Jason is a History and Political Thought major, who minors in Biology. In other words, he is very smart. Soon Jason and I were laughing together and discussing all manner of philosophy, science, history, mathematics, politics, and culture. We began by discussing the science in the new movie Interstellar, which is a must see. (Joel, are you going to write a review of this movie?) As we talked, I noticed something more. Jason is a great Bartender. This young man absolutely ran the bar. He knows beer, whiskey, and mixed drinks as though he has been a Bartender for 40 years. Better yet, he knows good conversation. Soon I asked him what he wanted to do when he finished his degree. To my surprise and enjoyment, he said: “I don’t know.” So, I asked why he was going to school. Jason replied with the answer I have been seeking for three years; he said: “To become educated.” All this he did over the Saturday night intense clamor and continued, with what looked like ease, to pour drinks, check I.D.’s, and help out his fellow bartenders who did a quarter of the work he was doing.

Jason went on to tell me that he loves being a bartender because he believes that after a few good drinks with friends whom, they themselves are interested in becoming better educated, is where most meaningful ideas originate. He is a young man. Most of the young men with whom I come into contact are interested in drinking purely for drunkenness sake. Rather, this young man believes that after a few drinks the everyday minutiae, which normally clutters our mind, breaks free. Then we can focus on true higher order ideas. To bolster his point, he cited the story wherein Francis Crick interrupted patrons’ lunchtime on 28 February 1953 at the Cambridge pub, The Eagle, to announce that he and James Watson had “discovered the secret of life” after they had worked out their proposal for the double helix structure of DNA on a napkin. Eureka! There he was right in front of me, hope.


Not only was this young man right in that the best ideas are worked out over a few drinks, but also, he knows his vocation.
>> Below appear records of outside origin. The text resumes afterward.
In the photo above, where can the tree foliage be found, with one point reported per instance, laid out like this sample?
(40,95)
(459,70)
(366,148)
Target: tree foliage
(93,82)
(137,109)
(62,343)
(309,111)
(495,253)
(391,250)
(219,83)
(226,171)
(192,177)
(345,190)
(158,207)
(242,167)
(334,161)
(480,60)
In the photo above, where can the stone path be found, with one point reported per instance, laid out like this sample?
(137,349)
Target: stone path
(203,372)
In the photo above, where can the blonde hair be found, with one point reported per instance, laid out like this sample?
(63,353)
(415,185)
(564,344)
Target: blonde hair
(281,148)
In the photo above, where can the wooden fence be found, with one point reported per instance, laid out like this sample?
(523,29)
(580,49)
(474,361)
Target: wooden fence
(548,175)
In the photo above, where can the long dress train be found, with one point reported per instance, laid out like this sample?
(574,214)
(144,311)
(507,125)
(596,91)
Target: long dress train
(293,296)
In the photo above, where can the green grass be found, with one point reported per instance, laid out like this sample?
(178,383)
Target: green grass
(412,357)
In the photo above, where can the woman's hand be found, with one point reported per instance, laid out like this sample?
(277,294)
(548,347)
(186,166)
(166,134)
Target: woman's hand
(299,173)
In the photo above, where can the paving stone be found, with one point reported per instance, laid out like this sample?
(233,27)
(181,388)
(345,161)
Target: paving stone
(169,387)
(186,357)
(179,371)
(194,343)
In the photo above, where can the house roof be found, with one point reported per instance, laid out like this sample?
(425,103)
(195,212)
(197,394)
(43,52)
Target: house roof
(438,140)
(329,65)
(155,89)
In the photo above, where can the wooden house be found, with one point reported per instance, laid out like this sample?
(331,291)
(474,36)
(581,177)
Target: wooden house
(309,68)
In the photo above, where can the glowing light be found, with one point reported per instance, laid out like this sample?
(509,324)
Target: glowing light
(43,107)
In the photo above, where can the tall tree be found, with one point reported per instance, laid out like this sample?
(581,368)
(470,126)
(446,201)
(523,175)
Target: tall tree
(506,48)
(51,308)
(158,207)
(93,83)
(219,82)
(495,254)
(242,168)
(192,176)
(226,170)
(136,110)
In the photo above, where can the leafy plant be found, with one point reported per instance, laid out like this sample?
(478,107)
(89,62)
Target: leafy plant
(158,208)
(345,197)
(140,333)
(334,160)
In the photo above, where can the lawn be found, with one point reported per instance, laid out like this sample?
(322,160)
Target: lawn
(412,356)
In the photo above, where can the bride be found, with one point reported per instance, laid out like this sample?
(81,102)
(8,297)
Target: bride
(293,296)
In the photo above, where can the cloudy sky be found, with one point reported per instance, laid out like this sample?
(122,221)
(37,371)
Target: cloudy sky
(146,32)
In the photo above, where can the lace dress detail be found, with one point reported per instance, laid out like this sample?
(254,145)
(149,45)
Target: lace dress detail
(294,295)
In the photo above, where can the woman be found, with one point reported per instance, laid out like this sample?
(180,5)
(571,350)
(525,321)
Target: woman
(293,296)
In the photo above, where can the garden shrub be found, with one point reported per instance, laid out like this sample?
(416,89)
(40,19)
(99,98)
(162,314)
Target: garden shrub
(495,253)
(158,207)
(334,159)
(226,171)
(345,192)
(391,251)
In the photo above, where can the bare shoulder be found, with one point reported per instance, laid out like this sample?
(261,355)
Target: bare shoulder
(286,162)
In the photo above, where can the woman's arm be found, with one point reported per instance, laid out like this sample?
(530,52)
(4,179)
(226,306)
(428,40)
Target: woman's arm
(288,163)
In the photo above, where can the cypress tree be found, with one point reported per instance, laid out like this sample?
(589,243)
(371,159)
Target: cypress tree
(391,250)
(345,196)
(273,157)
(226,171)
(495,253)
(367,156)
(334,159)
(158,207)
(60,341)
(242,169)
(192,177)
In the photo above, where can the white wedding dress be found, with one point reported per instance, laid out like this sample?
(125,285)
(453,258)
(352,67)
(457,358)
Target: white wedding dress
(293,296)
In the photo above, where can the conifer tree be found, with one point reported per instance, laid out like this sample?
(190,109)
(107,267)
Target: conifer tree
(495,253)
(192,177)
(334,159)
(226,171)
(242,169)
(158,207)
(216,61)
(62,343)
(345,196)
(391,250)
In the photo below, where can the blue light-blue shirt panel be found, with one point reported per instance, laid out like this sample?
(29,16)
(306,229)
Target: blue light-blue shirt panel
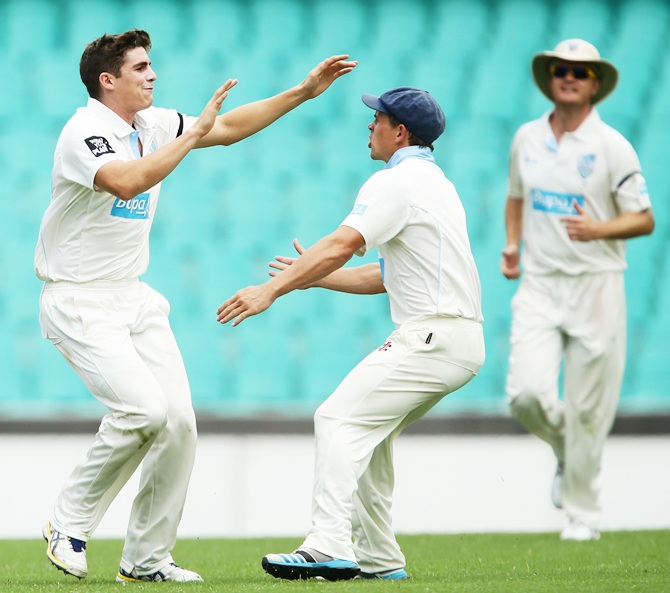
(554,202)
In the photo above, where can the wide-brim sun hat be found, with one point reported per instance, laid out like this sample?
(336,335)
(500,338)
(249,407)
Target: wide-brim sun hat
(575,50)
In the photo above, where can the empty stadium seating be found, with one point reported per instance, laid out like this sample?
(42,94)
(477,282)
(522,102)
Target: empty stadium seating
(227,211)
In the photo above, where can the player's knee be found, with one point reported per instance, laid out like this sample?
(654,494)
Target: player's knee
(324,418)
(523,405)
(151,420)
(182,423)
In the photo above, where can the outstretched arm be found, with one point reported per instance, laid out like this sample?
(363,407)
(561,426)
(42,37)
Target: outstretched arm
(248,119)
(323,258)
(625,226)
(365,279)
(126,179)
(509,264)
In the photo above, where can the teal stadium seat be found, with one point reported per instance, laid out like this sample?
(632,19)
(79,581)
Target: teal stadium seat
(592,20)
(455,44)
(87,21)
(30,26)
(640,20)
(503,85)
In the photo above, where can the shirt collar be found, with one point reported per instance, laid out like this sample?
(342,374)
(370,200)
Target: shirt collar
(410,152)
(143,119)
(581,132)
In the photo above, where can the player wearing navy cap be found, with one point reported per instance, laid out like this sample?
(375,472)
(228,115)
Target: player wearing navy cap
(112,328)
(412,214)
(576,192)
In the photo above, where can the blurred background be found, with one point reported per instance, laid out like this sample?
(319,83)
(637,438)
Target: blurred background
(227,211)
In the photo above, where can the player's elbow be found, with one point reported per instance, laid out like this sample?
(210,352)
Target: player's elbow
(649,223)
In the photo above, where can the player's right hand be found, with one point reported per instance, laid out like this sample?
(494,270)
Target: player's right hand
(205,122)
(282,262)
(509,265)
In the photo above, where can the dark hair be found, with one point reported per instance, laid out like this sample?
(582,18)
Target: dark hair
(411,138)
(106,54)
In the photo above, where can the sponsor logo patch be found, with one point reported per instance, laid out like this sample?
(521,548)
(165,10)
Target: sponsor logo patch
(585,164)
(137,208)
(359,209)
(555,203)
(99,145)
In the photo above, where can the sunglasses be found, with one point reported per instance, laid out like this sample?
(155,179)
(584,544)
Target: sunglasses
(578,72)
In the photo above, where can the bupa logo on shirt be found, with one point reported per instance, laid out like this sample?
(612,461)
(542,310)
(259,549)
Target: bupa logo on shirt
(136,208)
(555,203)
(99,145)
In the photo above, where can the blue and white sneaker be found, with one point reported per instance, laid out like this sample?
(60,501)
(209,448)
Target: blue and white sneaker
(395,574)
(302,565)
(66,553)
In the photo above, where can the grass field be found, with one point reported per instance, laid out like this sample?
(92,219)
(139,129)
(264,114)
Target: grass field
(621,562)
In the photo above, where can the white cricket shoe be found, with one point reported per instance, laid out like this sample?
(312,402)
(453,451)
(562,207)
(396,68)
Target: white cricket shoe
(66,553)
(557,487)
(171,572)
(578,531)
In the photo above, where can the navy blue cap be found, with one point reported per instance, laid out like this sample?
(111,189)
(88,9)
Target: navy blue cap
(416,109)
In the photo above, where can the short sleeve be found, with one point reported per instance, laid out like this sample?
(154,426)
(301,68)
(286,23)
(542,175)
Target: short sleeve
(380,212)
(515,184)
(84,152)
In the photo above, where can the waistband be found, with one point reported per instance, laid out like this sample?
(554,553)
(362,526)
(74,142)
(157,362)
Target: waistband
(443,320)
(93,285)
His sentiment about the drink is something that I have often considered, conversed about, and with which I imminently agree. I was immediately reminded of something I had just read from Bryan Berghoef commenting on his book Pub Theology. “Luther kick-started the Reformation over a few pints. The Church of England was started in the White Horse Tavern,” says Berghoef. Yes, he and Melanchthon did. But this young man too knows his vocation. He is a purveyor of drink and conversation, and he does both with the zeal of a true craftsman. So, although Eureka the bar is not necessarily my kind of place, Eureka the young man named Jason, is my kind of bartender. I will be back and will marvel at how well he does what God has called him to do: pour me a drink, garner my interest, and laugh with me. Cheers.